Research and Development Department, Nanjing Changxingyang Intelligent Home Company Limited, Nanjing, China.
PLoS One. 2023 Feb 28;18(2):e0282429. doi: 10.1371/journal.pone.0282429. eCollection 2023.
Infrared spectroscopy can quickly and non-destructively extract analytical information from samples. It can be applied to the authenticity identification of various Chinese herbal medicines, the prediction of the mixing amount of defective products, and the analysis of the origin. In this paper, the spectral information of Cornus officinalis from 11 origins was used as the research object, and the origin identification model of Cornus officinalis based on mid-infrared spectroscopy was established. First, principal component analysis was used to extract the absorbance data of Cornus officinalis in the wavenumber range of 551~3998 cm-1. The extracted principal components contain more than 99.8% of the information of the original data. Second, the extracted principal component information was used as input, and the origin category was used as output, and the origin identification model was trained with the help of support vector machine. In this paper, this combined model is called PCA-SVM combined model. Finally, the generalization ability of the PCA-SVM model is evaluated through an external test set.
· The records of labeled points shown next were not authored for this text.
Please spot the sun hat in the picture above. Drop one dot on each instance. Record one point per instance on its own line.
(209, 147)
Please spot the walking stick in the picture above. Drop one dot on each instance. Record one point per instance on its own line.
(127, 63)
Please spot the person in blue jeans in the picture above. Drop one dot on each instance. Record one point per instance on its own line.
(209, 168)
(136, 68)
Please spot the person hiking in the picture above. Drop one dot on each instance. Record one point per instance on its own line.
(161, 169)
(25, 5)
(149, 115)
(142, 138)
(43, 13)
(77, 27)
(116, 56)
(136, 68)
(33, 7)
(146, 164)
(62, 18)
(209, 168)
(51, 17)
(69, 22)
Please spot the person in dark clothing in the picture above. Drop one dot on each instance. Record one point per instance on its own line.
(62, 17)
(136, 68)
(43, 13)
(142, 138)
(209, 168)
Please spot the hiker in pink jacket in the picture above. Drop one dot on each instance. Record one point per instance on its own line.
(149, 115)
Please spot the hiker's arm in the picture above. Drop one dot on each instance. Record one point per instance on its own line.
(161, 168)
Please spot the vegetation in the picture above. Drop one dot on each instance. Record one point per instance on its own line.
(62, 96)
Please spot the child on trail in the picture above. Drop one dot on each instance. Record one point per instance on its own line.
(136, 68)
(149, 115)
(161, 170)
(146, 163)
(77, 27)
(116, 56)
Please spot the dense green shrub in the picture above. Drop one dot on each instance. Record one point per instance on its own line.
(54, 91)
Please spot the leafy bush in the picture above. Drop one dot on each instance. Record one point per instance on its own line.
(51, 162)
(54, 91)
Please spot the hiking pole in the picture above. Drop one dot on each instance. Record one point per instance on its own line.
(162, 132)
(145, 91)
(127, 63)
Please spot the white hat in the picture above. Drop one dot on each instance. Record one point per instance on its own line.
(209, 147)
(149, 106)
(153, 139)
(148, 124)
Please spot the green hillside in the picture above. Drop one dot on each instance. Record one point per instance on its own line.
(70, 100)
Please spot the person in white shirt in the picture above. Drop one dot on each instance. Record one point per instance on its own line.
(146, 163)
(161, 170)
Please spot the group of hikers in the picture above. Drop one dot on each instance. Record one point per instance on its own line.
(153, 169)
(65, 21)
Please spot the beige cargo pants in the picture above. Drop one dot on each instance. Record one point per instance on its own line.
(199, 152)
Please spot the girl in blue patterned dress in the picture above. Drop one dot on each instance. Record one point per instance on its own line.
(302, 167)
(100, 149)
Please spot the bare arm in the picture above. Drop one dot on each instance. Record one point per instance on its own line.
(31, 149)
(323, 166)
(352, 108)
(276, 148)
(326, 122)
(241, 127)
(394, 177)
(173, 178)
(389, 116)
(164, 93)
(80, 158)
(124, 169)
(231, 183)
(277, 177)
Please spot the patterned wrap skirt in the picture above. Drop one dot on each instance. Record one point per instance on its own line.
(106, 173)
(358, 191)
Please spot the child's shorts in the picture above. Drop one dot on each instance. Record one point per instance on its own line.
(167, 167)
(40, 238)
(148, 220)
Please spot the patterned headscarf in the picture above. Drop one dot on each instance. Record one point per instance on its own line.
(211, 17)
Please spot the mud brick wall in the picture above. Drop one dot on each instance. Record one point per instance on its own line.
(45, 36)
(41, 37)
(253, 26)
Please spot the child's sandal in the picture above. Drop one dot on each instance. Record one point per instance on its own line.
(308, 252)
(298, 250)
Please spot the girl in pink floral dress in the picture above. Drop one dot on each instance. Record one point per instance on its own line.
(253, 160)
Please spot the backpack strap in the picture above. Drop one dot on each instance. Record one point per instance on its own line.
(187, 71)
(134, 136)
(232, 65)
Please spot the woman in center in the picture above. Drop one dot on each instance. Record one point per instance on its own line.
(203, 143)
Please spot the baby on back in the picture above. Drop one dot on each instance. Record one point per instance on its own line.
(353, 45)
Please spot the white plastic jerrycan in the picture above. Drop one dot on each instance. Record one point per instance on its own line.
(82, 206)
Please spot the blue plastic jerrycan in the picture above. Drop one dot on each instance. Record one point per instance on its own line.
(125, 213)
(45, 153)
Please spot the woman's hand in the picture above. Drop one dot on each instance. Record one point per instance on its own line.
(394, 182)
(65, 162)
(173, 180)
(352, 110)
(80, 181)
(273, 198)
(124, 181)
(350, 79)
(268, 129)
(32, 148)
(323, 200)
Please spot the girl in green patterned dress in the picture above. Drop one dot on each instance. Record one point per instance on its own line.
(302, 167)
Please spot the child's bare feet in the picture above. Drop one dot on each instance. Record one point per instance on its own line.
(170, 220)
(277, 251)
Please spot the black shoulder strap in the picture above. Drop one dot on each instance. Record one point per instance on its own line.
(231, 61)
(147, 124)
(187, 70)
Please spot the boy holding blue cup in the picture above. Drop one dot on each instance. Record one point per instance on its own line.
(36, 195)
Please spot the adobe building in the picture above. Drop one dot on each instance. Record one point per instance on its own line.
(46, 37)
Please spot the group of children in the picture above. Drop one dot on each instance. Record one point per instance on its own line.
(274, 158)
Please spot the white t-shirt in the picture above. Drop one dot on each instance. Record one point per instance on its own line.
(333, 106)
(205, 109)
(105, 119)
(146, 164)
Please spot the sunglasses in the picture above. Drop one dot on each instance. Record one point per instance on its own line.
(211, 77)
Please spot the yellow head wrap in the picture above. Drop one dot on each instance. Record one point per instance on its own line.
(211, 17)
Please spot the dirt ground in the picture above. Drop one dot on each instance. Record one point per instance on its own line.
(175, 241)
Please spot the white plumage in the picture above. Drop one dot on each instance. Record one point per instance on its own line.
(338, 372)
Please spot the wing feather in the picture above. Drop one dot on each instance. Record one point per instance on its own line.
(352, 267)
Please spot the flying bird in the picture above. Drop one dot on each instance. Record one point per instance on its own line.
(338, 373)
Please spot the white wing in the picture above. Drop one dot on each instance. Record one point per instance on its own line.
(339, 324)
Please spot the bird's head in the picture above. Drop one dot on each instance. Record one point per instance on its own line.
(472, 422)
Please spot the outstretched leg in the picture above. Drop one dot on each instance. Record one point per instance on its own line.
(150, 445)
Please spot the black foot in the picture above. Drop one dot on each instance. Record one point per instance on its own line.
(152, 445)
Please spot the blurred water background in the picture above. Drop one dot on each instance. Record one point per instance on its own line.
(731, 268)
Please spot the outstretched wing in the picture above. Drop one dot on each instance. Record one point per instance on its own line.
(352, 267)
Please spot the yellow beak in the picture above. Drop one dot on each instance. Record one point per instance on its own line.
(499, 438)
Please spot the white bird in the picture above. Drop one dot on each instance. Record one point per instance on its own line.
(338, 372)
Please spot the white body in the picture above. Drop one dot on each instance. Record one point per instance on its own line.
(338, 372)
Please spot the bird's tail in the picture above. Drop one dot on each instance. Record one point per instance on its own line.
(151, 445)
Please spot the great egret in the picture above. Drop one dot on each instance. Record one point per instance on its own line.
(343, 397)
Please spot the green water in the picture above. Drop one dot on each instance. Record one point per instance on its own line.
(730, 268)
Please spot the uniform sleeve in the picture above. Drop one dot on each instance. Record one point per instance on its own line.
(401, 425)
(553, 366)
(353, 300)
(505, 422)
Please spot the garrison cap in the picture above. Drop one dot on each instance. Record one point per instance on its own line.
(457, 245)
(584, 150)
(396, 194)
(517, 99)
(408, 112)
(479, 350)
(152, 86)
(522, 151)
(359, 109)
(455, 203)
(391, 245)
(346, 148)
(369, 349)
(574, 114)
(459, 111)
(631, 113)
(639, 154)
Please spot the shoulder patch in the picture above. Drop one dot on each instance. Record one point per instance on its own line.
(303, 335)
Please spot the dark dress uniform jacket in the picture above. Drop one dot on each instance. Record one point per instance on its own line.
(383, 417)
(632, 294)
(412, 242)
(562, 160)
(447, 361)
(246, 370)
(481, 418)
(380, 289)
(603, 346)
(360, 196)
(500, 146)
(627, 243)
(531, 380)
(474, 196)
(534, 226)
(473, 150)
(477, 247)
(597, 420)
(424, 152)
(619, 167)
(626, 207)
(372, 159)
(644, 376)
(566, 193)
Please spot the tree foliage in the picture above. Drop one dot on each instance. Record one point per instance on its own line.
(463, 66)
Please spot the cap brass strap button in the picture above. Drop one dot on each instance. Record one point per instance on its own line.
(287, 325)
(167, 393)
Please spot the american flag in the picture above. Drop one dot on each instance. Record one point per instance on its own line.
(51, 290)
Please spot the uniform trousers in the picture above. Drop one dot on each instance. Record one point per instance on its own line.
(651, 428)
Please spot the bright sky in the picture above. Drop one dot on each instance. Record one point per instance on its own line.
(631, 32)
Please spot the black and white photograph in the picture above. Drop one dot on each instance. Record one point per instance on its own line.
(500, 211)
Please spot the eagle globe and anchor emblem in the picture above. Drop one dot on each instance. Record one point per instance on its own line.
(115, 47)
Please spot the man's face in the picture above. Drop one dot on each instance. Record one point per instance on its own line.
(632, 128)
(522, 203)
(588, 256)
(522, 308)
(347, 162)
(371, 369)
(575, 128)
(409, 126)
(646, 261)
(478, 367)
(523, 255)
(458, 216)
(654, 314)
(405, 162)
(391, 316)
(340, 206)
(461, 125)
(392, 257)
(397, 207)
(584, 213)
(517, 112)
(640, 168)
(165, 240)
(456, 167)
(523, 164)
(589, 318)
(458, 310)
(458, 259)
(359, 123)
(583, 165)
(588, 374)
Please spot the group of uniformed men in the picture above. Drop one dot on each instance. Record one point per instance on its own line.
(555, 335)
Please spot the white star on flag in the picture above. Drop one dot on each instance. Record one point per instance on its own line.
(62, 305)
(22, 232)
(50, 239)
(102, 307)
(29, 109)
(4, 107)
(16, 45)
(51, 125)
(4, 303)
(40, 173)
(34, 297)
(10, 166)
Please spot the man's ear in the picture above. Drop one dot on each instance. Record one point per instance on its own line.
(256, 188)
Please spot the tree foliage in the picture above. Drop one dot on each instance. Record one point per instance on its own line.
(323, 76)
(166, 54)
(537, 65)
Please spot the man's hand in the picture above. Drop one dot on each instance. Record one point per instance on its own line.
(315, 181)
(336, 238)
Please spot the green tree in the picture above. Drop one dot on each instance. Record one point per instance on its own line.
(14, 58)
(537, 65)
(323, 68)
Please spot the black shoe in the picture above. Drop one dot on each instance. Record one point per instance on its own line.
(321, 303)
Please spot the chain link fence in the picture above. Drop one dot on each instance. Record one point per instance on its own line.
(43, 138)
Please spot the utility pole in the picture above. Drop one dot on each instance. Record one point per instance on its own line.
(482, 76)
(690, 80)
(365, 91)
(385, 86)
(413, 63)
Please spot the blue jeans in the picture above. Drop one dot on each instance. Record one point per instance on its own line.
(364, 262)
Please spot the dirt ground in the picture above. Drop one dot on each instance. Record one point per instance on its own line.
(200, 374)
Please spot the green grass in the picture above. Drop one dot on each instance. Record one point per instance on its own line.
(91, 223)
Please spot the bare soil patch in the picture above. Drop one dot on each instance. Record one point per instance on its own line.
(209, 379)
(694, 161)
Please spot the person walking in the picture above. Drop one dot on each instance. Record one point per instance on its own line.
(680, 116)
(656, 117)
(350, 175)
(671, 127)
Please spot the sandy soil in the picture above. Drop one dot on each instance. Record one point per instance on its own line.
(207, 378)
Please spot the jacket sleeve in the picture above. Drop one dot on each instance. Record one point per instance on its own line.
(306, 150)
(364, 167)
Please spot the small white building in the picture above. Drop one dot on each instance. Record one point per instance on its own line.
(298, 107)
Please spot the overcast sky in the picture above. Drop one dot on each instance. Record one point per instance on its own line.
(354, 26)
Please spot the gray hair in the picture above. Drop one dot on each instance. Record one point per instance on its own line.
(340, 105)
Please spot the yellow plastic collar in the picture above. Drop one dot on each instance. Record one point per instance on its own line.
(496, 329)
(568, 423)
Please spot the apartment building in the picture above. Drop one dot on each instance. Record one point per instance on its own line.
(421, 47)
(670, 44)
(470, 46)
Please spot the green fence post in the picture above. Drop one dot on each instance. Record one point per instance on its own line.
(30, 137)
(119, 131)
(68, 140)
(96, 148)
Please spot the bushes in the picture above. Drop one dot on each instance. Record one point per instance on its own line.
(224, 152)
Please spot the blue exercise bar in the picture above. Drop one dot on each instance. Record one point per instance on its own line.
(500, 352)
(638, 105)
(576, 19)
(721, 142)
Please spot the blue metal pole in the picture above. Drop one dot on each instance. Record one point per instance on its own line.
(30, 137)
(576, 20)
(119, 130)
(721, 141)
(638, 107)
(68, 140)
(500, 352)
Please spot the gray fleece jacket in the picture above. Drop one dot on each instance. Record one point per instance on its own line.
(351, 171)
The three indicators of Accuracy, F1-Score, and Kappa coefficient are used to compare this model with other commonly used classification models such as naive Bayes model, decision trees, linear discriminant analysis, radial basis function neural network and partial least square discriminant analysis. The results show that PCA-SVM model is superior to other commonly used models in accuracy, F1 score and Kappa coefficient. In addition, compared with the SVM model with full spectrum data, the PCA-SVM model not only reduces the redundant variables in the model, but also has higher accuracy. Using this model to identify the origin of Cornus officinalis, the accuracy rate is 84.8%.
近红外光谱技术可以快速、无损地从样品中提取分析信息。它可以应用于各种中药材的真伪鉴别、掺伪产品的掺假量预测以及产地分析。本文以 11 个产地的山茱萸为研究对象,建立了基于中红外光谱的山茱萸产地鉴别模型。首先,采用主成分分析提取山茱萸在 551~3998cm-1 波数范围内的吸光度数据,提取的主成分包含原始数据信息的 99.8%以上。其次,将提取的主成分信息作为输入,将产地类别作为输出,利用支持向量机辅助训练产地鉴别模型。本文将这种组合模型称为 PCA-SVM 组合模型。最后,通过外部测试集评价 PCA-SVM 模型的泛化能力。采用准确率、F1 值和 Kappa 系数三个指标,将该模型与朴素贝叶斯模型、决策树、线性判别分析、径向基函数神经网络和偏最小二乘判别分析等常用分类模型进行比较。结果表明,在准确率、F1 值和 Kappa 系数方面,PCA-SVM 模型均优于其他常用模型。此外,与全谱数据的 SVM 模型相比,PCA-SVM 模型不仅减少了模型中的冗余变量,而且具有更高的准确率。使用该模型对山茱萸产地进行鉴别,准确率为 84.8%。